Among them, the temporal sub-feature undergoes a \(1\times \text{V}\) convolution kernel, BN layer and Relu output, and averagely pooled in the time dimension, then we can obtain its temporal averaged output\({Z}_{TA}\in {R}^{{C}_{out}}\). Similarly, we can get spatial averaged pooling output \({Z}_{VA}\in {R}^{{C}_{out}}\). But spatial–temporal feature is directly averaged as\({Z}_{TVA}\in {R}^{{C}_{out}}\). These three outputs are added as a whole for classification. In all, by above processing, more abundant meaningful information are retained in each feature domain, while their feature dimensions are also reduced accordingly.

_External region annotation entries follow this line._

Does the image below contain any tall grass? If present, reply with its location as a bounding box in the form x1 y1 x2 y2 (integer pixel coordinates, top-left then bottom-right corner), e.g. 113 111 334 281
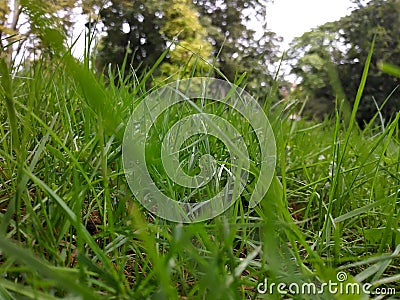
0 8 400 299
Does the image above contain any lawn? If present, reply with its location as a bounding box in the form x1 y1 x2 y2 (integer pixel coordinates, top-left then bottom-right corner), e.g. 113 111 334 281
0 34 400 299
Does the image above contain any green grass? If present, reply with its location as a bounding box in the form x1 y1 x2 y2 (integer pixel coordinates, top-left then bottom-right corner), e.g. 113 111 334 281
0 19 400 299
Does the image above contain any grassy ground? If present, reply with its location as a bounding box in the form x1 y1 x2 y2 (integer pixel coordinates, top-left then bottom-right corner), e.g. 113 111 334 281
0 29 400 299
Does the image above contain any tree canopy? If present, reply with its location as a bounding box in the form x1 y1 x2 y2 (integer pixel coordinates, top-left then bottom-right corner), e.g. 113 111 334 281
98 0 279 92
288 0 400 124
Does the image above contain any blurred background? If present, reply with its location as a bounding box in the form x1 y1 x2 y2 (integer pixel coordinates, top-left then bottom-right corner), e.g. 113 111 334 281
0 0 400 127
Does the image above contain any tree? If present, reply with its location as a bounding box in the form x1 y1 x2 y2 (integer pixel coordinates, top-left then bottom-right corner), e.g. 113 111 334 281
98 0 278 92
0 0 78 65
160 0 212 78
289 0 400 125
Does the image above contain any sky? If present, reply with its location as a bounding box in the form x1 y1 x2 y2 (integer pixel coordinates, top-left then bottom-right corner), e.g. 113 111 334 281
73 0 352 61
266 0 352 50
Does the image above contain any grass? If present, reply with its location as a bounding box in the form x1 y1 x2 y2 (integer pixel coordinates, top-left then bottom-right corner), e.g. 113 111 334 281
0 17 400 299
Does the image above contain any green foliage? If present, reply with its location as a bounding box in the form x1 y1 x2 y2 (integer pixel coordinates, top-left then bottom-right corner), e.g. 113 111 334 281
289 0 400 125
0 1 400 299
98 0 279 95
160 0 212 79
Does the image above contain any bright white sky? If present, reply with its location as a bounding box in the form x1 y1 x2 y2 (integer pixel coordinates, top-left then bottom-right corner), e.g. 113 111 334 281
267 0 352 50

4 Experimental results and their analysis

The proposed algorithm will be tested in this section, specifically, in Sect. 4.1, three related skeleton datasets, the NTU RGB+D 60 dataset [29], the NTU RGB + D 120 dataset [30], and the Northwestern-UCLA dataset [31], are introduced. In Sect. 4.2, the details of experimental settings and parameter settings are described. In Sect. 4.3, ablation experiments are conducted. Afterwards, in Sect. 4.4, our algorithm is compared with the latest methods, and the results are analyzed in depth. Finally, we give our conclusions and talk about limitations of our method in Sect. 5.

4.1 Skeleton behavior recognition datasets

4.1.1 NTU RGB + D 60

It contains 60 behavior classes, 40 person IDs, and a total of 56,880 RGB+D video samples, including RGB video, depth sequences, 3D skeleton data, and infrared frames. The skeleton information for each sample contains the 3D coordinates of 25 body joints.

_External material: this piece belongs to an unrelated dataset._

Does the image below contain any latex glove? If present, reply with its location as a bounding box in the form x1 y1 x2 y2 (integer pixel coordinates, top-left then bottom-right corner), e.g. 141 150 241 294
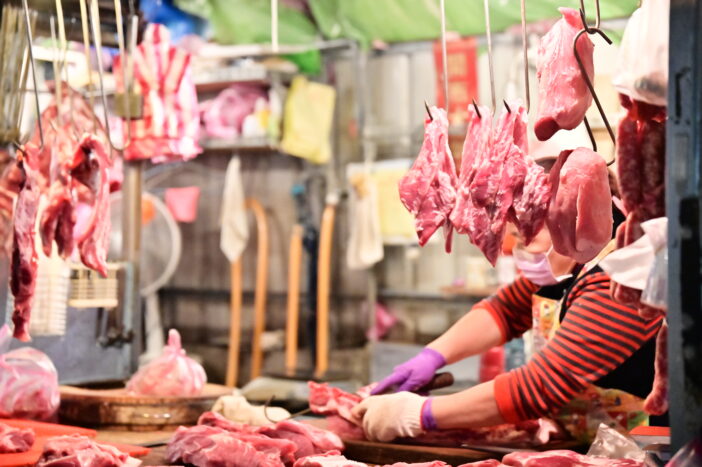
371 347 446 396
351 391 436 442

The NTU-60 dataset follows two different criteria for dividing the training set and the test set. The first is called Cross-View (X-View) camera, in which, the second and third cameras are divided as training sets with a total of 37,920 samples, and the first camera is treated as test sets with a total of 18,960 test samples. The second criteria is divided by personnel ID, which is called Cross-Subject (X-Sub). According to ID, it is divided into training set and test set. The training set consists of 40,320 training samples and the test set consists of 26,560 test samples.

4.1.2 NTU RGB + D 120

It is an extension of NTU RGB+D 60, which newly adds 57,367 skeleton sequences representing 60 new behaviors for a total of 113,945 videos, and 120 categories from 106 subjects and 32 camera settings.

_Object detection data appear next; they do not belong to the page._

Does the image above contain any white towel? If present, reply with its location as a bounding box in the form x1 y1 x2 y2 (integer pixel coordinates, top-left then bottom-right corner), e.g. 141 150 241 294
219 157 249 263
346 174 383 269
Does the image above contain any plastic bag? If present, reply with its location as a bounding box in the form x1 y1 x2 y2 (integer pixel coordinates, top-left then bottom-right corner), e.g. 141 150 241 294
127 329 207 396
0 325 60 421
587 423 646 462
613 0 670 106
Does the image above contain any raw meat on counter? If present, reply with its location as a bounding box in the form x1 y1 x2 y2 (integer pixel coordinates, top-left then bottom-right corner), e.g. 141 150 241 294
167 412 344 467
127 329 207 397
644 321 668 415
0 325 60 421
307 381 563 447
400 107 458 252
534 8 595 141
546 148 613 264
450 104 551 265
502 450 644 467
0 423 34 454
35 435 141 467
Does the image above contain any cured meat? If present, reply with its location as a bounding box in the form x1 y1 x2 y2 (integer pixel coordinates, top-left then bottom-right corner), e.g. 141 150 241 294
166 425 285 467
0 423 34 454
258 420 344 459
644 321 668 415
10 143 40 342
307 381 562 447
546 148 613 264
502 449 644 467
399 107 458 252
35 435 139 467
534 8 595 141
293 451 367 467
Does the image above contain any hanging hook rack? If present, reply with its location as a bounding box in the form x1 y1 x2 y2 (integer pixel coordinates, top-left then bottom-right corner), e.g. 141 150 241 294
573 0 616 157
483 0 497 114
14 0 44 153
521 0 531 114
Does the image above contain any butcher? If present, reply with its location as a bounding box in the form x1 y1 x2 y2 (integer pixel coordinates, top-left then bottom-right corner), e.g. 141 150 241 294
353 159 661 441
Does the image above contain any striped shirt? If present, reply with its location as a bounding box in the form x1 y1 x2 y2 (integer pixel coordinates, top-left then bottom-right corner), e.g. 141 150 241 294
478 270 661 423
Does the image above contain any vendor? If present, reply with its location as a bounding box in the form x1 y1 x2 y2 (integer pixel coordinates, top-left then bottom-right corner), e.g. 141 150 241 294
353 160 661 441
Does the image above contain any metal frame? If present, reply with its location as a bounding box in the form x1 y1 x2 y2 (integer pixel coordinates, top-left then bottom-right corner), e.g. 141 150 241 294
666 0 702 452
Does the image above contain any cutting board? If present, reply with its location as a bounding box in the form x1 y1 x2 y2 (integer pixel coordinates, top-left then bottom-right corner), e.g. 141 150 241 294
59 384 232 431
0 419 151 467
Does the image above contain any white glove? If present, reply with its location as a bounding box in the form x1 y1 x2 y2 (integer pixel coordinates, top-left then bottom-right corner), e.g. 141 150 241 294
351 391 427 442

There are also two different standards for dividing the training and testing sets in NTU-RGB+d120. The first type is Cross subject (X-sub120), which is allocated based on different subject groups. The training set contains 63,026 samples, and the test set contains 50,922 samples. The second method is Cross setting (X-set120): based on the camera ID, the samples are divided into a training set and a testing set, where even numbered cameras capture samples as the training set and odd numbered cameras capture samples as the testing set. Specifically, the training set contains 5447 samples, and the testing set contains 59,477 samples.

4.1.3 Northwestern-UCLA

The Northwestern-UCLA dataset consists of three Kinect cameras capturing video content simultaneously. It has a total collection of 1494 video clips covering 10 action categories. Each action was performed by 10 different subjects. According to the method provided in the literature [26] as an evaluation protocol: training data containing the first two cameras, test data including other camera.

4.2 Experimental parameter Settings

All experiments are programmed under Pytorch framework and conducted with the above three data sets. That is, in terms of NTU RGB+D 60 and the NTU RGB+D 120 dataset, the proposed model is trained with a total of 100 epochs with batch size of 32 and SGD as the optimizer, its learning rate is set to 0.1 at the beginning and then reduced by a factor of 10 at epochs {60, 90}, the weight decay is set to 5E-4. For Northwestern UCLA dataset, its batch size, epochs, learning rate, weight decay and reduced step are set to 64, 110, 0.2, 4E-4 and {90, 100} respectively. In addition, we use an improved version of focal loss to suppress the weights of easy to classify samples, and increase the weights of difficult to classify samples, that is, when PT (positive truth) is close to 1, (1-PT) becomes smaller, the weight in calculating the loss is also smaller, thus we can reduce the influence of easily classified samples on the total loss.

4.3 Ablation experiments

In this section, the Decouple Adaptive Graph Convolution module (DAGCN), Residual Multi-scale Temporal Convolution module (RMTCN), and Spatio-Temporal Mean Pooling module (STMP) are test to evaluate their performance respectively with behavior prediction accuracy. The NTU RGB+D 60 data set is chosen in the experiments, with X-View and X-subject criterion respectively to divide training and testing samples. The performances of ST-GCN [20], AGCN [7] and its counterpart of 2S-AAGCN [26] are compared as baselines. The details are as follows.

4.3.1 DAGCN Ablation test

We choose AGCN [7] as the baseline and replace its adaptive graph convolution kernel with our DAGCN. The experiments are conducted on dataset of X-View and X-Subject respectively with streams of joint and bone (JB-streams), so the symbol of JB-AGCN-DAGCN (ours) is used to clearly express this testing conditions. For fair evaluations, we compare the similar ablation tests of 2S-AAGCN [26], which is also take AGCN [7] with JB-streams as the baseline. Besides, we also compare our results with those of ST-GCN [20]. The results as shown in Table 1.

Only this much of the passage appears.